1. the ground pour looks too close to your lug connection. when you put a screw and/or washer on this lug does it touch the ground pour and maybe scratch away the solder mask as well?

2. the component looks very close to the lug..

 

[Arlo1]

So with 2 things to look at I chose the R100 as the most logical first choice to experiment with.

I changed R100 to 1k ohm like HH suggested and I run multiple double pulse tests with no latch up.


I feel this is solved.


I looked at the rise times and its seems to be the same. I will look harder as this and I will verify desat works like it needs to before trying to run the motor.

But thank you HH I would have overlooked R100 and been scratching my head for a long time.

I did think it was something to do with the freewheeling currents and how that effects the driver. A 500 ohm resistor or something might work as well but I think it will be ok to leave it at 1000ohms.
From the data sheet this is all it said.

DESAT Pin Protection Resistor
The freewheeling of flyback diodes connected across the IGBTs can have large instantaneous forward voltage transients which greatly exceed the nominal forward voltage of the diode. This may result in a large negative voltage spike on the DESAT pin which will draw substantial current out of the driver if protection is not used. To limit this current to levels that will not damage the driver IC, a 100 ohm resistor should be inserted in series with the DESAT diode. The added resistance will not alter the DESAT threshold or the DESAT blanking time.

The nominal blanking time is calculated in terms of external capacitance (CBLANK), FAULT threshold voltage (VDESAT), and DESAT charge current (ICHG) as tBLANK = CBLANK x VDESAT / ICHG. The nominal blanking time with the recommended 100pF capacitor is 100pF * 6.5 V / 240 μA = 2.7 μsec.

If there is 6.5v applied to a 1000 ohm resistor my math says it should allow up to .0065a or 6500uA so it should be ok with a 1k resistor and my scope showed about the same reaction time.

[youtube]yhbLNOL3N30[/youtube]

 

[Arlo1]

yes, i remember pouring over that for hours... could have been teh prevoius one you said that was the same, but anyway. when i see it now, 2 things jumped out at me:

1. the ground pour looks too close to your lug connection. when you put a screw and/or washer on this lug does it touch the ground pour and maybe scratch away the solder mask as well?

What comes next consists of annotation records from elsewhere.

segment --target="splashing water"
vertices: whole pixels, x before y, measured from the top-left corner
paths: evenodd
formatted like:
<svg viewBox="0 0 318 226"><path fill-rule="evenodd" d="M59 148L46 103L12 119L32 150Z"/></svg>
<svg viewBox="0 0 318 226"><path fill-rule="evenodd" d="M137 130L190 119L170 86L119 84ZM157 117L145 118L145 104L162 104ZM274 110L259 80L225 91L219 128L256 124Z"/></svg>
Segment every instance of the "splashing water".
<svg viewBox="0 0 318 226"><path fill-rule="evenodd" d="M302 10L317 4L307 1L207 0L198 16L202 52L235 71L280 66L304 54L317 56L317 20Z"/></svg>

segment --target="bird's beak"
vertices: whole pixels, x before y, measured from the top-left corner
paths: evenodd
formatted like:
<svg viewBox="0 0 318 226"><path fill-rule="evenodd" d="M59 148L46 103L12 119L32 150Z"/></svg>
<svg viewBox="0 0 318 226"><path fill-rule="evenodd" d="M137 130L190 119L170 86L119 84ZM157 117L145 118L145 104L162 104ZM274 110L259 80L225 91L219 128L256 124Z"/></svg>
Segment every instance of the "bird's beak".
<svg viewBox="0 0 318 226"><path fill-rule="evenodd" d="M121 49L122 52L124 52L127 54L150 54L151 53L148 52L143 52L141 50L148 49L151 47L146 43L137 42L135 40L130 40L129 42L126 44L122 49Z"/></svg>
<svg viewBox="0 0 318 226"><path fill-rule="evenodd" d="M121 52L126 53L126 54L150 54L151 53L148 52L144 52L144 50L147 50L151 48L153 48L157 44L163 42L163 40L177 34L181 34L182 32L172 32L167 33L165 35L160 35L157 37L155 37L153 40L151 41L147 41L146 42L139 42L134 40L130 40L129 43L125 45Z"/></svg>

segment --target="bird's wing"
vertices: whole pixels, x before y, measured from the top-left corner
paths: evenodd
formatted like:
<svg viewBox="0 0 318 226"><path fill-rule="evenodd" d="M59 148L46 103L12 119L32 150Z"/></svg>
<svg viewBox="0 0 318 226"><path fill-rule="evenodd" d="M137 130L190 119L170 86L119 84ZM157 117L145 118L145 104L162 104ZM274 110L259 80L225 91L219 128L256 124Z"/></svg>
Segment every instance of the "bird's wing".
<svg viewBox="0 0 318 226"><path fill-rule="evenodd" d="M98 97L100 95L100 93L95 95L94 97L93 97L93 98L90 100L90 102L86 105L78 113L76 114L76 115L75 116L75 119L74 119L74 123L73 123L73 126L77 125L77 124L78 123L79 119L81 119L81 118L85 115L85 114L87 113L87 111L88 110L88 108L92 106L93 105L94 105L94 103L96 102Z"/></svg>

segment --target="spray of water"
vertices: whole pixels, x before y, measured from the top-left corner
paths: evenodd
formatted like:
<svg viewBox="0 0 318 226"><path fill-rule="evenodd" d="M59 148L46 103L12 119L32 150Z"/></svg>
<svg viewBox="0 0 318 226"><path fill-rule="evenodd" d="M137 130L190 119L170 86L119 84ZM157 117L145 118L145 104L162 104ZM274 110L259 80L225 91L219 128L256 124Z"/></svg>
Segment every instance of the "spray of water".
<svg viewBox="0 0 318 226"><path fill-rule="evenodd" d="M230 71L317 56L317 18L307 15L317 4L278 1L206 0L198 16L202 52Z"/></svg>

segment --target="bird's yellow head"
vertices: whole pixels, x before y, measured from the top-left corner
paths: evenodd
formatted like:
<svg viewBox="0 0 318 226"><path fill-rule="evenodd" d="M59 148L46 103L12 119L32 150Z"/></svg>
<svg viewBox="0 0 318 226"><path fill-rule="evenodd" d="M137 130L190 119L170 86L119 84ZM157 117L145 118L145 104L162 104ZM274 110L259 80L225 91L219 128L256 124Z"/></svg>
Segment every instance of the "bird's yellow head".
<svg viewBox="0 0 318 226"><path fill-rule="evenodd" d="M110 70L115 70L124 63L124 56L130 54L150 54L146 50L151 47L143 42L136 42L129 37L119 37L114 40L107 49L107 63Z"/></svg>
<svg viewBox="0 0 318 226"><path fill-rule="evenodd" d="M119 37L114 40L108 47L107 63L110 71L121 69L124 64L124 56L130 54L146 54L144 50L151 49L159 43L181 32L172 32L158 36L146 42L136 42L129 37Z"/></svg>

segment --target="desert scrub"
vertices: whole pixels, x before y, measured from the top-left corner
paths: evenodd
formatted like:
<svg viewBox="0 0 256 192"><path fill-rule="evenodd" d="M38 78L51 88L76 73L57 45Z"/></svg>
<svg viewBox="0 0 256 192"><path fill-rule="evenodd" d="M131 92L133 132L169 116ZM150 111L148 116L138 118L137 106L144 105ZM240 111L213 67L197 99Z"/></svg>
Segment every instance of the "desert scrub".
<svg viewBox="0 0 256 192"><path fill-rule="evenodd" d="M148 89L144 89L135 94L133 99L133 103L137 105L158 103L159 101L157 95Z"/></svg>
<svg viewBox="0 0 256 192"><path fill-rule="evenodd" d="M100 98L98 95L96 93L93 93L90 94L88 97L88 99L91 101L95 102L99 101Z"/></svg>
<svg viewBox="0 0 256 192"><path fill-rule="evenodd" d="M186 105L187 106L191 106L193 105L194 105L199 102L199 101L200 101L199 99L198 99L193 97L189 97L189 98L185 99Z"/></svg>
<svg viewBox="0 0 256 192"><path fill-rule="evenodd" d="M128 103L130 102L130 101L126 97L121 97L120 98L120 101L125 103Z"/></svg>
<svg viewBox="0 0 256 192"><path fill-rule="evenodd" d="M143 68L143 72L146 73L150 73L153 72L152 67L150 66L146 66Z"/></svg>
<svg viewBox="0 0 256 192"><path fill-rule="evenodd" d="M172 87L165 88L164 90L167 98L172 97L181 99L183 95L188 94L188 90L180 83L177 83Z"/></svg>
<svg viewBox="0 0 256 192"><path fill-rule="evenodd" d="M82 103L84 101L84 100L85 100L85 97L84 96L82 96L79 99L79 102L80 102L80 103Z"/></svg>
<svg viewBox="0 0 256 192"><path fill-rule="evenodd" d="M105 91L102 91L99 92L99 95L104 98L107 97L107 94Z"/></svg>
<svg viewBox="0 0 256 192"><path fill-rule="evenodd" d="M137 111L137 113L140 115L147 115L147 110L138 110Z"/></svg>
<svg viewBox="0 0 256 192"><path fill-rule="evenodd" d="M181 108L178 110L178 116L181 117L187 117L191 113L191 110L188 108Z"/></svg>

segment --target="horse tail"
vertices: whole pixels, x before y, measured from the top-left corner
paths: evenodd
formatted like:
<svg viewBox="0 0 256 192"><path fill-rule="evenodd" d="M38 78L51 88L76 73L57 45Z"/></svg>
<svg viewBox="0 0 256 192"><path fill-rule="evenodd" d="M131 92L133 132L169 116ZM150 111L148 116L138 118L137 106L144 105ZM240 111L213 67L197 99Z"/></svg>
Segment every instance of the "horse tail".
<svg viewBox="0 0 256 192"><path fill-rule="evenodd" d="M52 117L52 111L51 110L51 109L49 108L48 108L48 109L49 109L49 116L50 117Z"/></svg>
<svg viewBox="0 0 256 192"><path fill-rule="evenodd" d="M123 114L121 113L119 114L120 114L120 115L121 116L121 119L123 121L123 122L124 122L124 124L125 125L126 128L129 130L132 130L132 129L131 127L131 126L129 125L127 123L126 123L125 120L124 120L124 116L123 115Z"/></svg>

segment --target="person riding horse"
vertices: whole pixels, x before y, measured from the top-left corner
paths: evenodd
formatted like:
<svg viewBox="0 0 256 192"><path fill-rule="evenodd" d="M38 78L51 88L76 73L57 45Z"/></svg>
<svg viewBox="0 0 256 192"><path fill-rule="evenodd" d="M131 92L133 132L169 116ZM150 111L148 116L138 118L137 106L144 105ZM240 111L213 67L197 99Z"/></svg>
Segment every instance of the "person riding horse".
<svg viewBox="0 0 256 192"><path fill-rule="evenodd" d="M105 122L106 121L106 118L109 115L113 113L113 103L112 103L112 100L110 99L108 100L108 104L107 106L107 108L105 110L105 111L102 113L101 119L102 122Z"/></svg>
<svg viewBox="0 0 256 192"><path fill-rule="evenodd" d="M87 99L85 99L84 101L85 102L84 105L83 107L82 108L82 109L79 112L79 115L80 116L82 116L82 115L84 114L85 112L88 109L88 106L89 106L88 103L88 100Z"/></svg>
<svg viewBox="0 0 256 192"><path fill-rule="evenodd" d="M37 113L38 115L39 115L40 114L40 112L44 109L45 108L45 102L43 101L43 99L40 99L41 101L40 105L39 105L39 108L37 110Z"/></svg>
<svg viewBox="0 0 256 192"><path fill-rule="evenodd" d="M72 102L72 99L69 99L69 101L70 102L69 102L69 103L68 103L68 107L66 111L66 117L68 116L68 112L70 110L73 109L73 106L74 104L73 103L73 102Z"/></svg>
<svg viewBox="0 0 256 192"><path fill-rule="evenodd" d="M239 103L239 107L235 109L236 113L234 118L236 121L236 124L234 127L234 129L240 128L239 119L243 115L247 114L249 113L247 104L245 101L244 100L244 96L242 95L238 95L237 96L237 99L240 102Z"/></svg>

2. the component looks very close to the lug..

I think these are ok I checked again and the clearance is greater then it looks on the file.

I have been back and forth on the clearance but I'm trying to keep it tight but safe lol

 

[HighHopes]

huh.. honestly it seemed you were having ground bounce problem. i just through that R100 out there cause it crossed my mind and i like to think outloud when i review this stuff cause you never know what someone will pick up on. seems that practice worked out this time

ps. you owe me a BEvERage

 

[Arlo1]

ps. you owe me a BEvERage

Pony keg or a regular size?

When you come out to the west coast I will hook you up.

 

[Arlo1]

huh.. honestly it seemed you were having ground bounce problem. i just through that R100 out there cause it crossed my mind and i like to think outloud when i review this stuff cause you never know what someone will pick up on. seems that practice worked out this time

This makes sense though because I have a bit more inductance then I want (big components and trying to retrofit them to a pre-existing heat sink) and I am switching pretty fast.

SO if there was less current or less inductance or slower switching it would have been ok with a lower R100 value.
I will run it soon and make sure all is ok. But so far so good. I am 99.99999% sure this was my problem the whole time and this has randomly plagued me since day 1 about 2 years ago. The last build just made things switch a touch faster with the new layout and it became more apparent and less random.

I did 40+ double pulse tests yesterday and so far so good. Before changing R100 to R1000 it would latch up after about 1 double pulse under load.

I will try to post screen shots when I figure out how to get the new software for the scope to work.